WMC was in full effect in Miami last week as international DJs spun at a marathon of EDM events leading up to Ultra Music Festival. The parties leading up to the grand finale weekend of WMC gave partygoers the opportunity to get up close and personal with some of their favorite DJs, something not possible at the massive Ultra event where a record number of people arrive for the country’s largest EDM event of the year (next to Electric Daisy Carnival of course).
I had the privilege of attending a very personal show at The Wall with one of my favorite DJs this past week, Phazing Nights, featuring Dirty South. Originally the event only boasted a musical selection from the LA Riots, Norman Doray, Pierce Fulton, and Michael Brun, with “special guest.” It was pretty obvious the “special guest” was going to be Dirty South, as his Phazing events are not complete without the man himself. He only confirmed my suspicions when he tweeted shortly before the show: “Miami!! Phazing party at The Wall tonight with a special guest (cough cough).” The event took place at The Wall located inside The W South Beach. The venue, compared to competing venues in the area was very personal and allowed you to be almost face-to-face with the DJs.
Upon arrival, Norman Doray had just hit the decks and was already giving the crowd just what they wanted. This being my first time hearing Norman Doray, I definitely appreciated his eclectic selection of music. It was his transitions and mash-ups in particular that caught my attention, taking you on a journey of hip-hop mixed with trance, progressive house mixed with dutch house, while throwing in chart topping house tracks by Thomas Gold, Avicii, and Deniz Koyu. The crowd was very much pleased, and stood on lounge chairs swaying and jumping to Doray’s impeccable set. The crowd went crazy when he played his notorious tracks “Breakaway,” “Chase the Sun,” “Kalifornia” featuring David Tort, and last but not least “Trilogy” featuring Laidback Luke and Arno Cost. Furthermore, I was quite intrigued by his energy. A great number of DJs just stand behind the booth and press buttons (not a problem, we don’t pay to see the DJ juggle), but Norman Doray had a particularly energetic spirit and got the crowd involved, which kept the energy of the party high. He danced and viciously pumped everyone’s favorite house tracks, setting the tone for the remainder of the evening.
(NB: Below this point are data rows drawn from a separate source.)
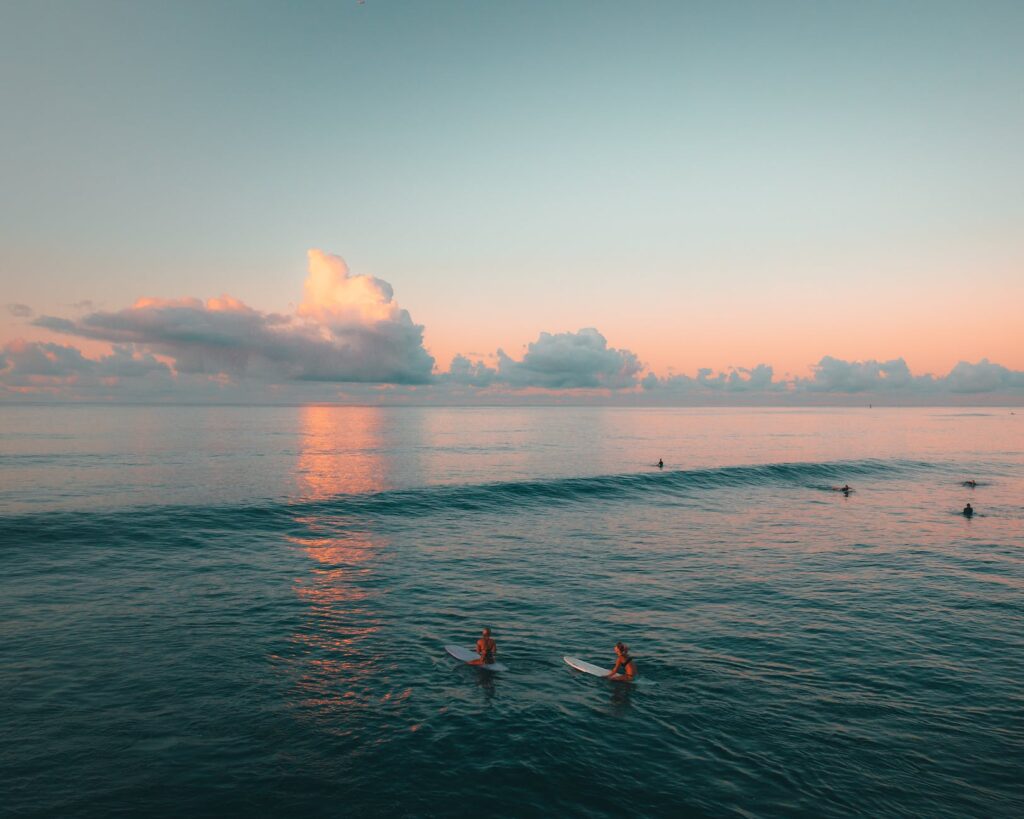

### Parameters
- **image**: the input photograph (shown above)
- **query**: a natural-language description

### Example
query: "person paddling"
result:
[606,642,637,683]
[469,629,498,665]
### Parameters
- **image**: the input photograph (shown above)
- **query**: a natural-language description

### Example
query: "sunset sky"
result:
[0,0,1024,400]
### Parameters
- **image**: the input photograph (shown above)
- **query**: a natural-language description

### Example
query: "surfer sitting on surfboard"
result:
[469,629,498,665]
[607,642,637,681]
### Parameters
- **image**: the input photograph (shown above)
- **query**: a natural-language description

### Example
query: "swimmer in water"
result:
[469,629,498,665]
[605,642,637,683]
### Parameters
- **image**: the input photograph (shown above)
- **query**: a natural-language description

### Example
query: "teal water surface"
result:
[0,406,1024,817]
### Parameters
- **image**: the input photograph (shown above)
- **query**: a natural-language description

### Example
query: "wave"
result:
[0,459,940,542]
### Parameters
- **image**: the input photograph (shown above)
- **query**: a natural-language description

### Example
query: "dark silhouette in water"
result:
[605,641,637,683]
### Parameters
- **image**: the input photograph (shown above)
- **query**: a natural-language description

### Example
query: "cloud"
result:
[7,302,34,318]
[941,358,1024,393]
[487,328,643,390]
[447,355,498,387]
[797,355,917,392]
[640,364,786,393]
[0,339,171,391]
[34,250,434,384]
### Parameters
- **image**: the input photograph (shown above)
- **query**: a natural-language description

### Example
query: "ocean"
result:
[0,405,1024,817]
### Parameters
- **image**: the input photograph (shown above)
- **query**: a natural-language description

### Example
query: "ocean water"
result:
[0,406,1024,817]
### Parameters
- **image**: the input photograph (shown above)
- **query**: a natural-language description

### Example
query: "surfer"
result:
[607,642,637,682]
[469,629,498,665]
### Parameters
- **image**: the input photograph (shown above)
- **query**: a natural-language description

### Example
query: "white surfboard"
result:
[562,657,611,677]
[444,646,509,672]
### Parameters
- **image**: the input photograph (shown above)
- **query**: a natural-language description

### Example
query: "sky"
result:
[0,0,1024,402]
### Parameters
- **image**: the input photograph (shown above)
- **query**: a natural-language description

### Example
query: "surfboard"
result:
[562,657,611,677]
[444,646,509,672]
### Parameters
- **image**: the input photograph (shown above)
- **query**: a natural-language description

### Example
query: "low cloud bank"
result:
[641,355,1024,397]
[33,250,434,384]
[442,328,643,390]
[0,250,1024,404]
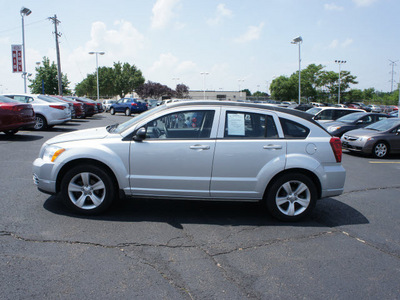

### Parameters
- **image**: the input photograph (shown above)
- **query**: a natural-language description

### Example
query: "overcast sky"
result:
[0,0,400,93]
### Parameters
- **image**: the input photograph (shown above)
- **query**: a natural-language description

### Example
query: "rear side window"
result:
[279,118,310,139]
[224,111,278,139]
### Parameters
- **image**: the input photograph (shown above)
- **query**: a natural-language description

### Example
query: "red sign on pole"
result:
[11,45,22,73]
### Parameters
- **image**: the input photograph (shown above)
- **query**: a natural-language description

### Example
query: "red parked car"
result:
[0,96,36,135]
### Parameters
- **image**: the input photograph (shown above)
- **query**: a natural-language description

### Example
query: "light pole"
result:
[200,72,210,100]
[238,79,244,98]
[292,36,303,104]
[89,51,105,101]
[19,7,32,93]
[335,60,346,104]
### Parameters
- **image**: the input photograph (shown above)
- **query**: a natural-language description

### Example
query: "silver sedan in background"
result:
[342,118,400,158]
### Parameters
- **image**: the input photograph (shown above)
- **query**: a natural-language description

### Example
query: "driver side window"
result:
[146,110,214,139]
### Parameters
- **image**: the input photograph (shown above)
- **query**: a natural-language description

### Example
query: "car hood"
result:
[47,127,109,144]
[345,129,382,136]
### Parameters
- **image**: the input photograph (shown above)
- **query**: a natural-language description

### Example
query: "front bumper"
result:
[32,158,56,194]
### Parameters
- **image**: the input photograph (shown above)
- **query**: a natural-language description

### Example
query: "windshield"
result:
[110,105,165,133]
[365,118,400,131]
[336,113,365,123]
[306,107,321,115]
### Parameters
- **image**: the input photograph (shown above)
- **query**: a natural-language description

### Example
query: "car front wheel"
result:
[372,142,389,158]
[33,114,47,130]
[266,173,317,221]
[60,165,116,215]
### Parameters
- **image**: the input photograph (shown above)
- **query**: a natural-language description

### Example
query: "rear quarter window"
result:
[279,118,310,139]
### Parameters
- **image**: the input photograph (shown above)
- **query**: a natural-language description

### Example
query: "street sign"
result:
[11,45,22,73]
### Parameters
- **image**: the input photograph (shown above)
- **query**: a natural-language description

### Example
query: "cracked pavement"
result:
[0,114,400,299]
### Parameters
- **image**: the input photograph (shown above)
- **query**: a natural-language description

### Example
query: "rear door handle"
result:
[263,144,282,150]
[190,145,210,150]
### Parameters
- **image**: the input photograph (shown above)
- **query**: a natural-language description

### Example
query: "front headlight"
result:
[328,126,341,132]
[42,145,65,162]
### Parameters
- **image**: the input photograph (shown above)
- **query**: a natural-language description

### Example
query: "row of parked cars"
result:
[0,93,103,135]
[306,107,400,158]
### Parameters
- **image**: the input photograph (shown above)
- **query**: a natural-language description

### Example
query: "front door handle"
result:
[263,144,282,150]
[190,145,210,150]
As Norman Doray was finishing up his set, Dirty South walked into the booth and the crowd was immediately drawn to the front of the room, surrounding the booth in anticipation of hearing Dirty South spin. Dirty South’s sets are infamous for delivering a mashup of chart topping house tracks, both classic and recent hits. His set included crowd favorites such as Swedish House Mafia’s recent release “Greyhound,” Kaskade & Deadmau5’s rendition of Empire of The Sun’s “Walking on a Dream,” Avicii’s “Levels,” and Sebastian Ingrosso & Alesso’s “Calling.” Dirty South and his climatic drops made the show, increasing the energy of the room with every transition. The show wouldn’t be complete without Dirty South dropping his own chart-topping tracks, and he did just that and gave the crowd “Phazing,” “Coming Home,” “Eyes Wide Open,” and “Walking Alone.” One thing that was extremely noticeable of Dirty South was his very laid-back and friendly demeanor. It is not uncommon for DJs to be a bit arrogant, play their music, grab their coins, and hit it but Dirty South engaged with his fans more than I have ever previously seen any other DJ do. He quickly jumped off the decks for photo-opts with ecstatic fans and bumped fist and gave high fives to those that approach the booth to signal he was in fact delivering one nasty set. This observation made me respect Dirty South even more as an artist. As he closed the show he had the crowd singing along with his and Axwell’s rendition of Temper Trap’s “Sweet Disposition.” All in all, the crowd was not displeased and he gave me exactly what I was anticipating, an energetic set that definitely kept me and the crowd on our feet. Furthermore, I’m glad that the Phazing Nights event introduced me to French artist Norman Doray, if you are not familiar, do your research — I guarantee you will be pleased!